Cotrufo researches litter decomposition and soil organic matter carbon and nitrogen dynamics. She is most interested in studying how carbon and nitrogen are exchanged through plant litter, soil, and the atmosphere, especially focusing on how C and N fluxes respond to changes in environment. Cotrufo uses isotope methodologies to study soil organic matter formation and persistence in different terrestrial ecosystems. Through working to understand the processes that drive the formation of soil organic matter and control its response to climate change, Cotrufo also proposes practices to manage soil that both combat climate change and improve overall soil health. Additionally, she is currently researching biochar, a stable, carbon-rich solid that has the possibility to improve crop yields while also sequestering carbon. Her research on biochar looks at its application to food production in drylands as well as the recovery of soils. Cotrufo's most cited article “Elevated CO_{2} Reduces the Nitrogen Concentration of Plant Tissues”, explores plant nitrogen concentration as a response to elevated levels of CO_{2}.
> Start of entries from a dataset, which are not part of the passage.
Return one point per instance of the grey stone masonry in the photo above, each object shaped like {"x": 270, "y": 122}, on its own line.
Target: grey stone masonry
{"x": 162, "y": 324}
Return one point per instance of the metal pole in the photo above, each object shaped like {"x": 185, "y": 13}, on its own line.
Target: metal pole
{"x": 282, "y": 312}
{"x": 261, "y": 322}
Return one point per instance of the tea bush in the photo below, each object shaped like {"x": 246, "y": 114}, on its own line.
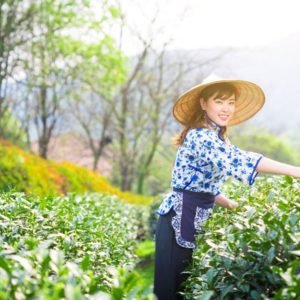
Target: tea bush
{"x": 68, "y": 247}
{"x": 251, "y": 252}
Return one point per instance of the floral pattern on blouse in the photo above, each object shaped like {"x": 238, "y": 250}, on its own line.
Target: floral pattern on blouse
{"x": 205, "y": 161}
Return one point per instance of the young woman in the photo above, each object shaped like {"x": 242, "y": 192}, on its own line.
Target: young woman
{"x": 205, "y": 159}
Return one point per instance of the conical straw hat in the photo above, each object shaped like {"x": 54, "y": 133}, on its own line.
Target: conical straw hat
{"x": 250, "y": 100}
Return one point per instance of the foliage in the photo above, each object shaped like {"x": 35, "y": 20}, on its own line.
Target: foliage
{"x": 261, "y": 141}
{"x": 24, "y": 172}
{"x": 67, "y": 247}
{"x": 253, "y": 251}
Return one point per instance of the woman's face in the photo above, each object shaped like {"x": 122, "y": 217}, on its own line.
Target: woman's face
{"x": 219, "y": 110}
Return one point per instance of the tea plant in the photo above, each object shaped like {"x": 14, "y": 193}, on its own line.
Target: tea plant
{"x": 66, "y": 247}
{"x": 251, "y": 252}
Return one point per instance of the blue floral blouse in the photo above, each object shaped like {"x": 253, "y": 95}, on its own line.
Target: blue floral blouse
{"x": 205, "y": 161}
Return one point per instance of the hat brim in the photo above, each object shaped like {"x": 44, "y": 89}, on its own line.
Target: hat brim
{"x": 250, "y": 100}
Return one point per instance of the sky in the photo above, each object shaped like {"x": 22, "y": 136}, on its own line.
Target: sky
{"x": 194, "y": 24}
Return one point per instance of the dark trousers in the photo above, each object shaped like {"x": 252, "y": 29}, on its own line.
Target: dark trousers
{"x": 170, "y": 260}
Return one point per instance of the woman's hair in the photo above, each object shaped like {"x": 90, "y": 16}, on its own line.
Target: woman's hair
{"x": 222, "y": 90}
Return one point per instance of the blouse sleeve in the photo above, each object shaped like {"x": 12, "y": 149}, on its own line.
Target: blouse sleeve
{"x": 229, "y": 159}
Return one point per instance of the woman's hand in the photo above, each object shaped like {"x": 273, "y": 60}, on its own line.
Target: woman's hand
{"x": 224, "y": 202}
{"x": 267, "y": 165}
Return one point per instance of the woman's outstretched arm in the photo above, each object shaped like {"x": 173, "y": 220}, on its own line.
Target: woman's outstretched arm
{"x": 267, "y": 165}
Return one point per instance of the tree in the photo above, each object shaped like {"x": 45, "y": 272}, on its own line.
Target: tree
{"x": 16, "y": 23}
{"x": 141, "y": 108}
{"x": 56, "y": 62}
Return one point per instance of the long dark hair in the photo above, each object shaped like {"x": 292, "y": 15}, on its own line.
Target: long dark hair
{"x": 221, "y": 90}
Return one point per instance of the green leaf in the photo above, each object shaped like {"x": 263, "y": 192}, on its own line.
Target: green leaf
{"x": 4, "y": 265}
{"x": 206, "y": 295}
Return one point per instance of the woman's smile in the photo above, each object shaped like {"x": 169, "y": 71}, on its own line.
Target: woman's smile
{"x": 219, "y": 110}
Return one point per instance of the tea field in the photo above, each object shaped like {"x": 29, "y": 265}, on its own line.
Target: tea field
{"x": 69, "y": 247}
{"x": 252, "y": 252}
{"x": 88, "y": 246}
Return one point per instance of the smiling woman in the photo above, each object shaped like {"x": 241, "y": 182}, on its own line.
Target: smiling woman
{"x": 204, "y": 161}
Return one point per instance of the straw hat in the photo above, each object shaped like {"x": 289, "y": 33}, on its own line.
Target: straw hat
{"x": 250, "y": 100}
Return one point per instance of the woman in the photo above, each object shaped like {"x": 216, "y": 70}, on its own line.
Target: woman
{"x": 204, "y": 160}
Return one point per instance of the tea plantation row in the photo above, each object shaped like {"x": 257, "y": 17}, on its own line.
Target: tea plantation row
{"x": 252, "y": 252}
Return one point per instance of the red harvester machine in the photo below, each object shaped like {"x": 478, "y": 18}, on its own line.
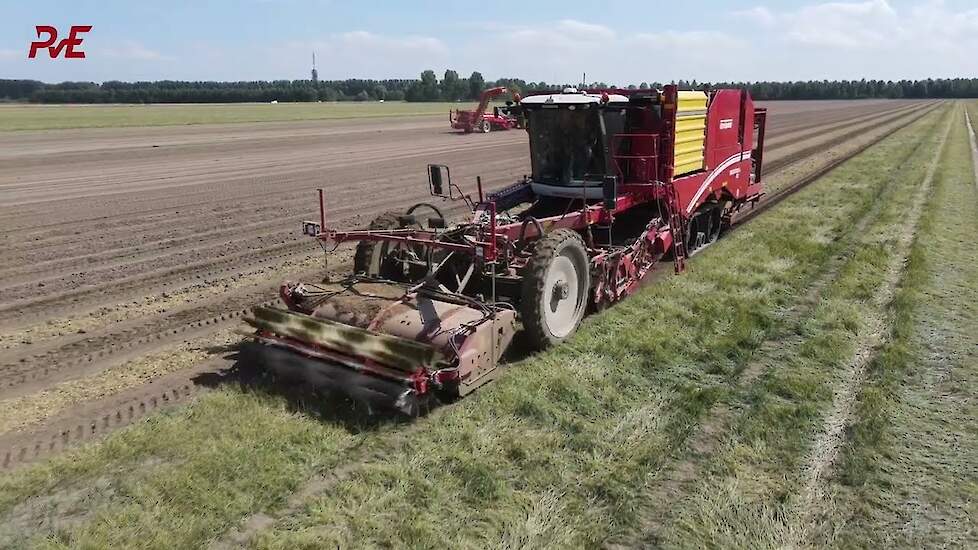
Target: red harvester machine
{"x": 620, "y": 180}
{"x": 501, "y": 118}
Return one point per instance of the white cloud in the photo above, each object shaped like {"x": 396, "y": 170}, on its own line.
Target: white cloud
{"x": 360, "y": 54}
{"x": 130, "y": 50}
{"x": 866, "y": 39}
{"x": 559, "y": 51}
{"x": 870, "y": 24}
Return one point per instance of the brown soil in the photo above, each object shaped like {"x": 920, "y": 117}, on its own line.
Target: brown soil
{"x": 121, "y": 244}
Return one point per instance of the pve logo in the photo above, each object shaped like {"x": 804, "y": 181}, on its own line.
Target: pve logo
{"x": 67, "y": 44}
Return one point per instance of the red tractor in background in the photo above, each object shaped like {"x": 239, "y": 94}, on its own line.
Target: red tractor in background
{"x": 620, "y": 180}
{"x": 501, "y": 118}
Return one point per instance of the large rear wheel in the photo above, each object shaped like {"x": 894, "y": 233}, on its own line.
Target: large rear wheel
{"x": 556, "y": 286}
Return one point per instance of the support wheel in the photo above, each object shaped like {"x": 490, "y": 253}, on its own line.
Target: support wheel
{"x": 556, "y": 286}
{"x": 369, "y": 257}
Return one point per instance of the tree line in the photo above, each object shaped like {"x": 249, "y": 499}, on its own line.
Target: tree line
{"x": 451, "y": 87}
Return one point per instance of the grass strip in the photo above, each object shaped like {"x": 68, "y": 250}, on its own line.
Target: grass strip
{"x": 749, "y": 490}
{"x": 909, "y": 474}
{"x": 555, "y": 452}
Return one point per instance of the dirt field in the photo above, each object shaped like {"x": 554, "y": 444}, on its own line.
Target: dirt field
{"x": 775, "y": 396}
{"x": 129, "y": 254}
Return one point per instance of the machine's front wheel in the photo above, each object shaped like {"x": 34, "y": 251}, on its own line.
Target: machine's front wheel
{"x": 556, "y": 286}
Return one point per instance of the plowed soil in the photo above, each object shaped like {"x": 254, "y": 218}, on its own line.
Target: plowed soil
{"x": 139, "y": 248}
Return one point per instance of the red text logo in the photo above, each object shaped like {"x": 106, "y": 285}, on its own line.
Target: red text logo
{"x": 67, "y": 45}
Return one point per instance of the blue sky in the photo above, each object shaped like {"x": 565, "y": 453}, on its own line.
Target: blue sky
{"x": 538, "y": 40}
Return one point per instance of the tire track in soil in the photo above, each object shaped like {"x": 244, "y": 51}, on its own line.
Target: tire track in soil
{"x": 870, "y": 340}
{"x": 252, "y": 526}
{"x": 974, "y": 146}
{"x": 703, "y": 438}
{"x": 32, "y": 306}
{"x": 55, "y": 359}
{"x": 25, "y": 446}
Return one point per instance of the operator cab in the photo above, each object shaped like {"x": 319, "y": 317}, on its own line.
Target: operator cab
{"x": 570, "y": 141}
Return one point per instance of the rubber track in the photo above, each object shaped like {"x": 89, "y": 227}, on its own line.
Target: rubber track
{"x": 58, "y": 434}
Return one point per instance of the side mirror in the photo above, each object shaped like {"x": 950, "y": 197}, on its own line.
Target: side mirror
{"x": 609, "y": 191}
{"x": 439, "y": 177}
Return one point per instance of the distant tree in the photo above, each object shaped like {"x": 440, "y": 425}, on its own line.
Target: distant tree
{"x": 451, "y": 87}
{"x": 429, "y": 86}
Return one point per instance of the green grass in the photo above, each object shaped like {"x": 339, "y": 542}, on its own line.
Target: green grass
{"x": 909, "y": 475}
{"x": 46, "y": 117}
{"x": 560, "y": 451}
{"x": 748, "y": 491}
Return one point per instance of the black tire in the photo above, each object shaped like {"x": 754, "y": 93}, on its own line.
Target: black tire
{"x": 543, "y": 324}
{"x": 368, "y": 257}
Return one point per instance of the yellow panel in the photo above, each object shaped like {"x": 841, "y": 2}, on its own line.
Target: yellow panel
{"x": 691, "y": 101}
{"x": 690, "y": 132}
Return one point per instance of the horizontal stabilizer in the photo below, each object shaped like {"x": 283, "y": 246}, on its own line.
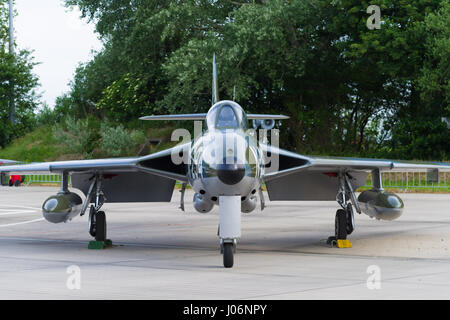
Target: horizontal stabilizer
{"x": 202, "y": 116}
{"x": 252, "y": 116}
{"x": 188, "y": 116}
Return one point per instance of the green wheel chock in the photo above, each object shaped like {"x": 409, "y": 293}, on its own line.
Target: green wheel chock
{"x": 96, "y": 245}
{"x": 332, "y": 241}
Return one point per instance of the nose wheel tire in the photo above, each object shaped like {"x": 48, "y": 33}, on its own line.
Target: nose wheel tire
{"x": 228, "y": 255}
{"x": 340, "y": 224}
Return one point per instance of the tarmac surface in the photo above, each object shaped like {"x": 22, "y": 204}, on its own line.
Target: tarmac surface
{"x": 163, "y": 253}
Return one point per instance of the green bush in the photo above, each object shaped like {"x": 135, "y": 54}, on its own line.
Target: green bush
{"x": 117, "y": 141}
{"x": 76, "y": 136}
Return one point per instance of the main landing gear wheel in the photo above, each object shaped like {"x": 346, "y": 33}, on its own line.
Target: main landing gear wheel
{"x": 350, "y": 219}
{"x": 92, "y": 225}
{"x": 228, "y": 258}
{"x": 340, "y": 225}
{"x": 100, "y": 221}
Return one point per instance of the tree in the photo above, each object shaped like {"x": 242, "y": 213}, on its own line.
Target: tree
{"x": 348, "y": 89}
{"x": 16, "y": 82}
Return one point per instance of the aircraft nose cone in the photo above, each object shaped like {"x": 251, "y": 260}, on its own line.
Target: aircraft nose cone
{"x": 230, "y": 173}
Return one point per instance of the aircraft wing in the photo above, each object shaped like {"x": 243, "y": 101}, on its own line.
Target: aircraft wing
{"x": 6, "y": 162}
{"x": 290, "y": 176}
{"x": 140, "y": 179}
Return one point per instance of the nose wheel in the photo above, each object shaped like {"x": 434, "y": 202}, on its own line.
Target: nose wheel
{"x": 228, "y": 254}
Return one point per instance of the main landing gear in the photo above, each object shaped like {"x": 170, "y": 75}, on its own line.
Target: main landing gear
{"x": 97, "y": 218}
{"x": 344, "y": 222}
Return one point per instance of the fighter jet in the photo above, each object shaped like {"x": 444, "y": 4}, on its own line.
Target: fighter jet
{"x": 226, "y": 166}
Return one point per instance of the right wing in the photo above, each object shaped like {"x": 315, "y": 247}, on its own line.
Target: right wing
{"x": 140, "y": 179}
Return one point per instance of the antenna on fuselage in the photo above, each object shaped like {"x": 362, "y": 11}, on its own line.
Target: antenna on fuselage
{"x": 215, "y": 87}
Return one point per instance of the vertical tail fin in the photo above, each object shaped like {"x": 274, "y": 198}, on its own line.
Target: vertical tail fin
{"x": 215, "y": 87}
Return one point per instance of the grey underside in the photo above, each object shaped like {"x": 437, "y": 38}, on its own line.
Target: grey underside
{"x": 129, "y": 187}
{"x": 310, "y": 185}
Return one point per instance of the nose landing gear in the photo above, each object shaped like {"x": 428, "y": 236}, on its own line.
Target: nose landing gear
{"x": 229, "y": 227}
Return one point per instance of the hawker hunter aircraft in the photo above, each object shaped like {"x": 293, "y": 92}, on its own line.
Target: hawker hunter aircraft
{"x": 225, "y": 166}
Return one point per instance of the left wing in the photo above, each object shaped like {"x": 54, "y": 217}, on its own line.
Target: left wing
{"x": 140, "y": 179}
{"x": 298, "y": 177}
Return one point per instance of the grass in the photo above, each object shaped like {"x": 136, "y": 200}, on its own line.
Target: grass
{"x": 40, "y": 145}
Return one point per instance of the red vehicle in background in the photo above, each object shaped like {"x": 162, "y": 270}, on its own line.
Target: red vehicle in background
{"x": 14, "y": 180}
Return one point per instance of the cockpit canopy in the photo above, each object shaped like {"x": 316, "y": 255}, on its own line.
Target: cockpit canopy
{"x": 226, "y": 115}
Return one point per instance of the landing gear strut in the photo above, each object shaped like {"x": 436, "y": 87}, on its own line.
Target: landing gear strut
{"x": 229, "y": 227}
{"x": 228, "y": 250}
{"x": 97, "y": 224}
{"x": 344, "y": 221}
{"x": 97, "y": 218}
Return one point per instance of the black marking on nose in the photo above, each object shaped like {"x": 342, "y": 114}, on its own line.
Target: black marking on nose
{"x": 230, "y": 173}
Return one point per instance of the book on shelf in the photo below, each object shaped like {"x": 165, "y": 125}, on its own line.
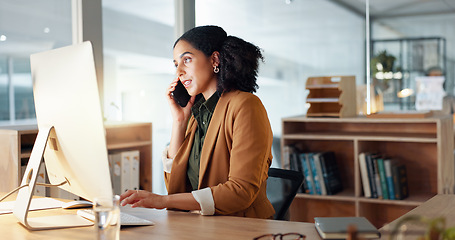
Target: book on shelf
{"x": 286, "y": 156}
{"x": 337, "y": 227}
{"x": 317, "y": 162}
{"x": 319, "y": 169}
{"x": 296, "y": 165}
{"x": 371, "y": 179}
{"x": 400, "y": 181}
{"x": 382, "y": 177}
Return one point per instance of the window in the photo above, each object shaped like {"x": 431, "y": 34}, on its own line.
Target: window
{"x": 27, "y": 27}
{"x": 138, "y": 37}
{"x": 299, "y": 39}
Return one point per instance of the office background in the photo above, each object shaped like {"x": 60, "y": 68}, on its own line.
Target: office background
{"x": 300, "y": 38}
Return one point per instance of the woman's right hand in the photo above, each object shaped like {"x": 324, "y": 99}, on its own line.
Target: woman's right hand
{"x": 180, "y": 118}
{"x": 179, "y": 114}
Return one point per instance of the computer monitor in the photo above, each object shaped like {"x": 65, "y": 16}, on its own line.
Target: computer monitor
{"x": 71, "y": 132}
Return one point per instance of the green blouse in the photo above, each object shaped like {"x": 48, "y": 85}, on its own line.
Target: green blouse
{"x": 202, "y": 111}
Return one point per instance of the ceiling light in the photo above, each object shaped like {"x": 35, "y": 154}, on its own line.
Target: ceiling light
{"x": 405, "y": 93}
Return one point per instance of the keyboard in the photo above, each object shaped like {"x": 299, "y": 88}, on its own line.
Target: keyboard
{"x": 125, "y": 218}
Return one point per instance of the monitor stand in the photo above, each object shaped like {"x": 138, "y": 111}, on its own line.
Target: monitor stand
{"x": 24, "y": 197}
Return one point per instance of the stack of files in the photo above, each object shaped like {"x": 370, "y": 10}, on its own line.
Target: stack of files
{"x": 383, "y": 177}
{"x": 337, "y": 227}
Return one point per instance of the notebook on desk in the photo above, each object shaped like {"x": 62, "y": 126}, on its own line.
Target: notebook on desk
{"x": 336, "y": 227}
{"x": 125, "y": 218}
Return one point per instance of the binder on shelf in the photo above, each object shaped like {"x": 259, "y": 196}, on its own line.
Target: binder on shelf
{"x": 400, "y": 181}
{"x": 41, "y": 178}
{"x": 316, "y": 177}
{"x": 331, "y": 96}
{"x": 389, "y": 178}
{"x": 330, "y": 173}
{"x": 383, "y": 180}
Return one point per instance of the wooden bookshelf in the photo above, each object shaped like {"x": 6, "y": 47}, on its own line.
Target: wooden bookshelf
{"x": 16, "y": 143}
{"x": 424, "y": 145}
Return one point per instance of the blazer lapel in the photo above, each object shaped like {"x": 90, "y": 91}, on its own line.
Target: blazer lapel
{"x": 212, "y": 133}
{"x": 180, "y": 164}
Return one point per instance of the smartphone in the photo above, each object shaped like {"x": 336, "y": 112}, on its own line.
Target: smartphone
{"x": 180, "y": 95}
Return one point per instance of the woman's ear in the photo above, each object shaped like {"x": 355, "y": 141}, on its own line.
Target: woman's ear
{"x": 215, "y": 58}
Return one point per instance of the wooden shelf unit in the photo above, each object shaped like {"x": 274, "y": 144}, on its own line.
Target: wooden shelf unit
{"x": 425, "y": 146}
{"x": 332, "y": 96}
{"x": 16, "y": 144}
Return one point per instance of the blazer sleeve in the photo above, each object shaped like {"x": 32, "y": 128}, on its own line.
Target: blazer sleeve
{"x": 250, "y": 134}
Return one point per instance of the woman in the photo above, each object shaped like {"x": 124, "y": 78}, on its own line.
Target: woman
{"x": 220, "y": 149}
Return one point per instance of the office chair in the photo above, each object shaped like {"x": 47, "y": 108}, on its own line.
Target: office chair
{"x": 282, "y": 186}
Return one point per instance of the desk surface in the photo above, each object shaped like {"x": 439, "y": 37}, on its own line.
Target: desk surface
{"x": 169, "y": 225}
{"x": 442, "y": 205}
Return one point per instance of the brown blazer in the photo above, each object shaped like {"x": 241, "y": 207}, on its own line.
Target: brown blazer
{"x": 235, "y": 157}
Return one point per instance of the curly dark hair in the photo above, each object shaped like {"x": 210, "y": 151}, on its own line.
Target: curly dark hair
{"x": 239, "y": 60}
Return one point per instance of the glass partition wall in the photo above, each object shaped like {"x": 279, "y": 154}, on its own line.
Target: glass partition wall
{"x": 299, "y": 39}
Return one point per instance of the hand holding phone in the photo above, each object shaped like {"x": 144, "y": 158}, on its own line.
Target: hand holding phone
{"x": 180, "y": 95}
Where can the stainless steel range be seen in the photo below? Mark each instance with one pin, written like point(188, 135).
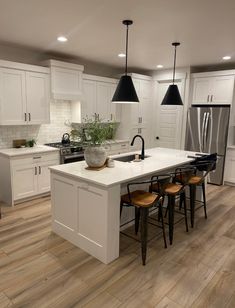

In addition to her research, Cotrufo is passionate about promoting education and outreach activities that will help others become aware about the ways that humans can reduce their impacts on the earth and implement more sustainable practices.

== Awards and honors ==
=== Leadership positions ===
- Editor of Global Change Biology
- Advisory Board of Editors for Plant and Soil
- Committee Chair of the EcoCore Analytical Service at Colorado State University

=== Awards and fellowships ===
In 2017, Cotrufo received the Mentoring Award for her success as a research scientist who is equally passionate about the success and learning of her students. Cotrufo actively supports and promotes women in soil science and has mentored over 40 women towards success as students, post-doctorates, research scientists, faculty, and teachers. In 2024, in recognition of her contributions to biogeochemical sciences, she was named as a Fellow by the American Geophysical Union.

She has also received the following awards:
- 2017 NREL Best Mentor Award
- 2016 NREL Most Publications Award
- 2013 OECD Co-Operative Research Program Fellow
- 2010 NREL Outstanding Advisor
- 1998 Smithsonian Institution Research Fellow
- 1996 EU COST Action 619 Research Fellow
- 1995 European Environmental Research Organization Research Fellow
- 1995 Wolf Vishniac Award for Excellence, XII International Symposium on Environmental Biogeochemistry, Rio de Janeiro, Brazil
- 1994-95 British Council Research Fellow

== Publications ==
Cotrufo has published over 90 peer reviewed articles.

As indexed by Google Scholar:

- Cotrufo, M. F., Ineson, P., & Scott, A. (1998). Elevated CO2 reduces the nitrogen concentration of plant tissues. Global Change Biology, 4(1), 43–54.
- Cotrufo, M. F., Wallenstein, M. D., Boot, C. M., Denef, K., & Paul, E. (2013). The Microbial Efficiency‐Matrix Stabilization (MEMS) framework integrates plant litter decomposition with soil organic matter stabilization: do labile plant inputs form stable soil organic matter?. Global Change Biology, 19(4), 988–995.
- Subke, J. A., Inglima, I., & Francesca Cotrufo, M. (2006). Trends and methodological impacts in soil CO2 efflux partitioning: a metaanalytical review. Global Change Biology, 12(6), 921–943.
- Norby, R. J., Cotrufo, M. F., Ineson, P., O’Neill, E. G., & Canadell, J. G. (2001). Elevated CO 2, litter chemistry, and decomposition: a synthesis. Oecologia, 127(2), 153–165.
- Del Galdo, I., Six, J., Peressotti, A., & Francesca Cotrufo, M. (2003). Assessing the impact of land‐use change on soil C sequestration in agricultural soils by means of organic matter fractionation and stable C isotopes. Global change biology, 9(8), 1204–1213.